— Мадемуазель Нина!
Нина стремительно оборачивается на необычный голос патрона. Он весело, с незнакомым блеском в глазах — не то с вызовом, не то с насмешкой — смотрит на неё.
— Мадемуазель Нина, а мой приятель отказался-таки от своей глупой Бразилии!
Нина холодно, изучающе меряет его взглядом с головы до ног: странно, каким образом это радостное известие свалилось на него прямо в кабинете. Всего несколько минут он сидел с обычным мрачным видом, и вдруг — на тебе.
— Серьёзно. И женится на своей девушке. Она, разумеется, его не любит. Он это знает. Но он покупает её.
На мгновение Крук пугается этих слов, хочет остановить себя, он ведь собирался сказать ей совсем не это. Но какой-то бес словно вселился в него и выталкивает совершенно другие слова.
Нина презрительно пожимает плечами.
— Что ж, вы можете радоваться.
— И радуюсь, как видите. Наконец умный, человеческий, просто европейский поступок. Вообще-то, мадемуазель, любовь — вещь весьма сомнительная. Да ещё у молоденькой девочки к человеку, который почти вдвое старше её. Ну, что ж, поживут лет десять, а там… Она найдёт себе более молодого. Но зато как поживут! Не то, что в бразильских лампасах, на хуторе, в диких тропиках, в милом обществе скорпионов, гадюк и лихорадок. Идиот же он был! И уже, знаете ли, покупает виллу под Парижем. Женщине дороже всего наряды и драгоценности. Музыка, театры, рестораны, дансинги, толпы поклонников. Путешествия, экскурсии; авантюры! Вот это жизнь! Это нормально, разумно и справедливо!
Нина недоверчиво смотрит на Крука.
— Правда же, мадемуазель Нина? По совести? Как вы думаете? Ну, согласитесь же, что это идиотизм, безумие, психическая болезнь — эта идея Бразилии, занавесочек на окнах, коровок, добропорядочной молодой жёнушки с ребёночком на руках, какой-то новой жизни. Ну, правда же, мадемуазель? Ну, представьте себя на месте этой девушки. Что бы вы избрали? Жизнь в Париже, в Европе, культуру, роскошь или какие-то дикие лампасы или пампасы, чёрт их там знает. А? Погодите, я объясню конкретнее. Представьте себе, что я, ну, вот я, что это у меня такая симпатичная идейка и я влюблён в вас, люблю вас. Представьте только на минутку. И вот делаю вам предложение: Париж, культура, вилла, авто и всё такое прочее. Или: Бразилия, лампасы, труд в поте лица, скорпионы, гадюки и прочая идиллия. Что выберете? А?

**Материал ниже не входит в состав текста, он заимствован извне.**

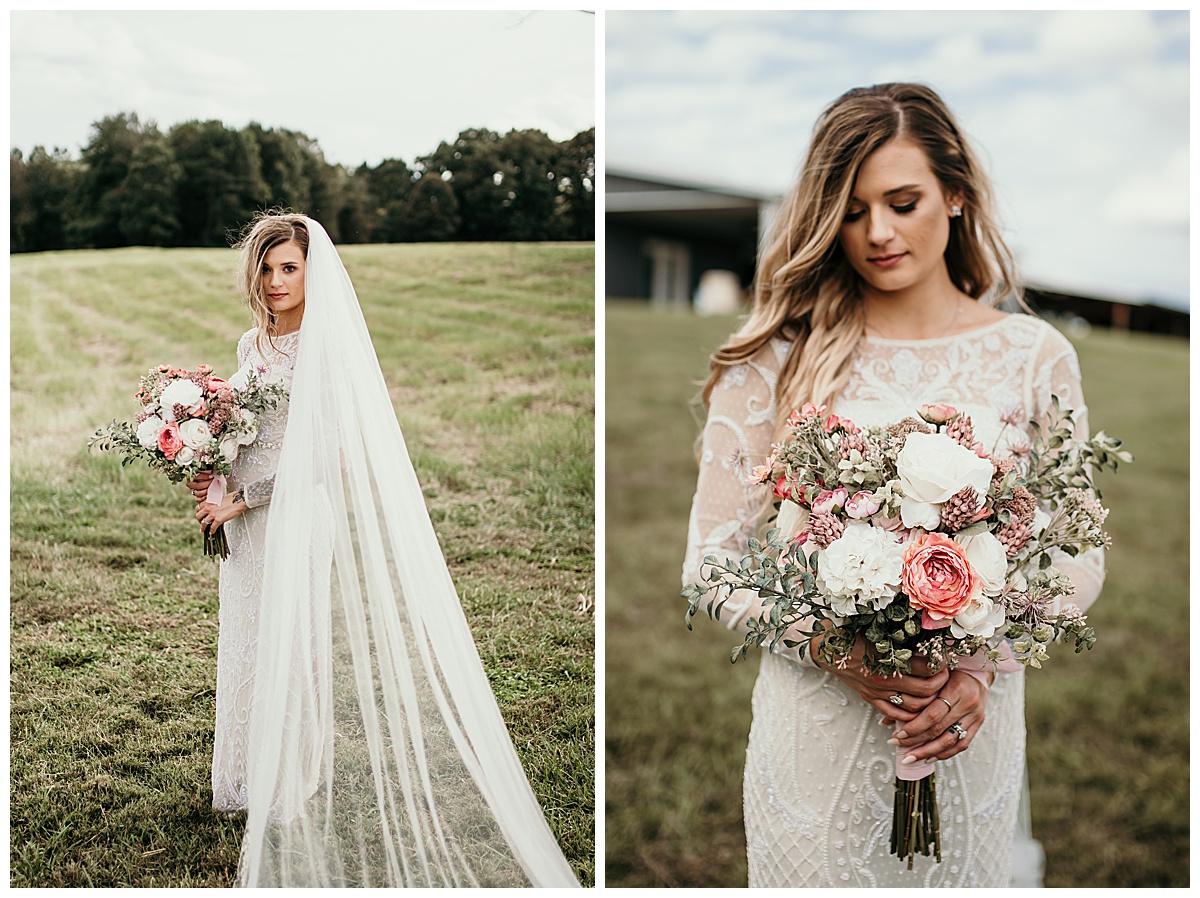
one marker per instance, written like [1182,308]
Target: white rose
[251,424]
[987,556]
[181,393]
[792,519]
[933,467]
[861,569]
[195,433]
[981,617]
[1041,519]
[149,431]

Крук видит, как смуглые щёки Нины и шея горячо краснеют. Она странно смотрит ему в лицо и вдруг гневно, резко отворачивается к машинке. Поражённый Крук шагает к ней.
— Мадемуазель! В чём дело? Вы обиделись?
И нетерпеливо, с досадой оглядывается. Какой-то наглец без стука открывает дверь и входит в кабинет. Ну вот, чёрт принёс Финкеля именно в эту минуту!
Но досада Крука сразу оседает, вид Финкеля — хуже не бывает: какой-то весь сгорбленный, раздавленный, мятый. Круглые птичьи глаза осоловело, апатично застыли, уголки рта опущены вниз, рука едва держит знаменитый импозантный портфель, ноги передвигаются разбито, по-стариковски.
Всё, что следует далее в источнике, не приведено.